Dubai: UAE businesses recorded the highest growth in 4 years on new orders during September, but slowed down when it came to adding to their workforce.
There are reasons for the going slow on staff numbers – UAE businesses’ backlog of work rose at the slowest pace in 2 years, which meant they didn’t have to hire more to handle the load. So, from a bottom-line perspective, the UAE non-oil private sector is doing quite well.
Businesses will continue to preserve cash where possible, as they await the decisions on whether the US Federal Reserve is planning more rate hikes. Or will stop with another one. Either way, the interest rate cost on their operations are starting to build up. Multiple sectors have been following the path of fewer hires as they navigate the final weeks to year's end.
Whatever be the status on job creation. confidence within the UAE private sector is now up to highest level since March 2020, which, incidentally, was the month before Covid became a factor.
56.7The UAE PMI for September, with business confidence returning to its highest levels since March 2020
A boost for PMI
All this helped the overall PMI for September, which closed with a score of 56.7 from 55 in August. Anything over 50 suggests an economy in growth mode, with businesses in expansion mode.

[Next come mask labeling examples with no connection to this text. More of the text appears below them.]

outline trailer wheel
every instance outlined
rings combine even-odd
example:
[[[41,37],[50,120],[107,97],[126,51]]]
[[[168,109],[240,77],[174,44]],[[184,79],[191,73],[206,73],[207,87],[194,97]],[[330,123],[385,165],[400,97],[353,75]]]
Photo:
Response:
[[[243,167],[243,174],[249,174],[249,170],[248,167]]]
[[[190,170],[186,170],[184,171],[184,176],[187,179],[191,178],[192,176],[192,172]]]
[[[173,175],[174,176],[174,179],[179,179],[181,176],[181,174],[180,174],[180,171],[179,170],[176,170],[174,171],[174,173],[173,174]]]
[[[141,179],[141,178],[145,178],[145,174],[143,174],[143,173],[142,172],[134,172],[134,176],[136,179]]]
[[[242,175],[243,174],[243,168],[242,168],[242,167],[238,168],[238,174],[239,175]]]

“The UAE PMI (Purchasing Managers Index) recorded its first uptick for three months in September, driven by a much sharper rise in new work intakes than one month ago,” said David Owen, Senior Economist at S&P Global Market Intelligence. “In fact, the upturn in new work was the fastest since June 2019, supported by new client wins both domestically and in export markets.”
Market sources say that not all sectors are going slow on new staff intake. Tech industry continues to hire, and there have been significant increases in pay scales and incentives.

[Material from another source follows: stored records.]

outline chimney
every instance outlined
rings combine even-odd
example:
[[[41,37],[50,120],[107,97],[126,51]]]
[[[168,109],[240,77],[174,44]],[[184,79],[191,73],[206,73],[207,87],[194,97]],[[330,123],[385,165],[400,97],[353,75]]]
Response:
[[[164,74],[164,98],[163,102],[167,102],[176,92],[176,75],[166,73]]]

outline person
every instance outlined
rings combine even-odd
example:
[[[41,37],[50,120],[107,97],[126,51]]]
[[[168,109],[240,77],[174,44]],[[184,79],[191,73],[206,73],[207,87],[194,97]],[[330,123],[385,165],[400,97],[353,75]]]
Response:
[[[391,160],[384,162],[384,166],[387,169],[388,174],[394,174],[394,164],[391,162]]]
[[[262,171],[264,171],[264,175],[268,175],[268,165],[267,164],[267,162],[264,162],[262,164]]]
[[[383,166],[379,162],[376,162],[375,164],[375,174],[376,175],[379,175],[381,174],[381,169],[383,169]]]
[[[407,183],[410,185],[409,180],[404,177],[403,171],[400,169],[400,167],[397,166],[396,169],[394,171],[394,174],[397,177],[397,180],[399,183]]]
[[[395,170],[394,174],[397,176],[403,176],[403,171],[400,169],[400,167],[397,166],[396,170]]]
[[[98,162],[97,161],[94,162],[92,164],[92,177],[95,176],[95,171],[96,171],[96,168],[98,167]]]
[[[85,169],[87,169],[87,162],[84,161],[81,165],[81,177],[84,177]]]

Price discounting at (UAE) businesses continued, albeit to only a modest degree, suggesting that competition had limited pricing strategies
As for new business wins, 'New orders from foreign clients rose at a marked pace that was the sharpest seen in just over four years', says the S&P Global report.
"Demand growth meanwhile spurred greater purchasing at non-oil firms in September, which acted to quicken the pace of purchase price inflation," said Owen. "Price discounting at businesses continued, albeit to only a modest degree, suggesting that competition had limited pricing strategies."